We then examined genetic correlations (rg) between metabolites and 21 traits indicative of various T2D pathophysiologic mechanisms, leveraging summary statistics from large-scale GWAS for these traits (Methods). T2D-associated versus non-associated metabolites demonstrated substantially more significant rg with fasting insulin (17-fold), BMI-adjusted insulin secretion and sensitivity indices (10- to 32-fold), liver enzymes (10- to 11-fold), intrahepatic and visceral fat (9- and 6-fold, respectively), obesity and blood lipids. Such an enrichment seemed to be driven by complex lipids, lipid signaling metabolites and amino acids (Fig. 3c). Significant rg demonstrated a potential link between metabolites and physiological functions; for example, BCAAs were genetically correlated with traits reflecting insulin resistance, ectopic fat and impaired liver function (Supplementary Table 12).

Genetic colocalization between circulating metabolites and tissue-specific transcriptome

We hypothesized that levels of circulating metabolites may partially reflect biological homeostasis and gene regulations of related metabolic pathways across different organ systems. We therefore conducted a colocalization analysis between circulating mQTLs and tissue-specific cis-gene expression quantitative trait loci (eQTLs) of 47 human tissue types (leveraging Genotype-Tissue Expression v.8 data36) (Methods). Genetic colocalizations were observed across all tissue types (PPH4 > 0.8), supporting our hypothesis. T2D-associated metabolites, compared to non-associated metabolites, had significantly higher (FDR < 0.05) percentage of colocalizations in seven digestive and metabolic/endocrine tissues, including thyroid (62%), esophagus mucosa (45%), esophagus–gastroesophageal junction (58%), visceral fat (55%), whole blood (55%), pancreas (54%) and salivary gland (21%), and nominally higher (P < 0.05) percentage of colocalizations in another 13 tissue types including liver (Fig. 3d and Supplementary Table 13). Such an enrichment of colocalizations seemed to be driven primarily by T2D-associated amino acids, fatty acids and complex lipids (Fig. 3e). Further, each T2D-associated metabolite seemed to be colocalized with gene expressions within several, instead of one specific, metabolic/endocrine tissue types (Extended Data Fig. 6), consistent with the cumulative evidence that T2D development involves integrative biological changes across liver, fat, pancreas and digestive organ systems3.
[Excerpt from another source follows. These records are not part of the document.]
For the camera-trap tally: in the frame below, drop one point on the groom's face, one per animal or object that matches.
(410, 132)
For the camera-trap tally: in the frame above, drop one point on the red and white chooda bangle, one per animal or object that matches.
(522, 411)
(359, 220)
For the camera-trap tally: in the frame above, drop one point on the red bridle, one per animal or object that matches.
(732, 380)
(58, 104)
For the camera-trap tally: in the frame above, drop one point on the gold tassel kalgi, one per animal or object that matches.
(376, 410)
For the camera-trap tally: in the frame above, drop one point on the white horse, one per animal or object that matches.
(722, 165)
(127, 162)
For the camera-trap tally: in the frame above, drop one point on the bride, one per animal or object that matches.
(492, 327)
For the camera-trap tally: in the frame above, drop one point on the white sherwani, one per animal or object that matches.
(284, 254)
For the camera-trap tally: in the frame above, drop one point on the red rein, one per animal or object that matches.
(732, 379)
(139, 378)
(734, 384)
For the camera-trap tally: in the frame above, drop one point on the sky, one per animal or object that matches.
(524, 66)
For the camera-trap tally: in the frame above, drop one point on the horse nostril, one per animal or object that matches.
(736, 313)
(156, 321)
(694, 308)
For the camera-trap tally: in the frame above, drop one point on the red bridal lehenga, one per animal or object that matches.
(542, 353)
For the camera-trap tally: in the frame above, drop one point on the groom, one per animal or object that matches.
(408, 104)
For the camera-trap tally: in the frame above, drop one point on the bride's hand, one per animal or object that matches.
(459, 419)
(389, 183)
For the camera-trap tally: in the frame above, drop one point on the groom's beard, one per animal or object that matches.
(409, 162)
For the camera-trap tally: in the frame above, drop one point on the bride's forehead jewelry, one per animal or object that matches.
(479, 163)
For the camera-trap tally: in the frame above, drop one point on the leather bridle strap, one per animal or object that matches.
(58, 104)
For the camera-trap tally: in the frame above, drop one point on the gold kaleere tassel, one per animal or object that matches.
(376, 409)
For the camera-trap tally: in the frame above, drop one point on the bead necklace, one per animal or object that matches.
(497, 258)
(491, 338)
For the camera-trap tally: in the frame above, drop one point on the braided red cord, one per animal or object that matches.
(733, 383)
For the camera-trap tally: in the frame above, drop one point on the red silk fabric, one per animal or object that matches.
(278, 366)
We observed several instances where tissue-specific gene expression, circulating metabolites and T2D colocalized at the same potential causal variants, highlighting potential genes and tissue types underlying the observed metabolite–T2D associations. For example, of the 65 metabolites colocalized with T2D at the GCKR/PPM1G/IFT172 locus, 61 also colocalized with PPM1G expression in pancreas, IFT172 in thyroid and/or NRBP1 in esophagus–gastroesophageal junction (likely causal variant rs1260326). Similarly, 34:4 PC colocalized with T2D, as well as FADS1 expression in liver, visceral fat and esophagus–gastroesophageal junction, and TMEM258 expression in thyroid, by rs174545 (Supplementary Fig. 9a,b).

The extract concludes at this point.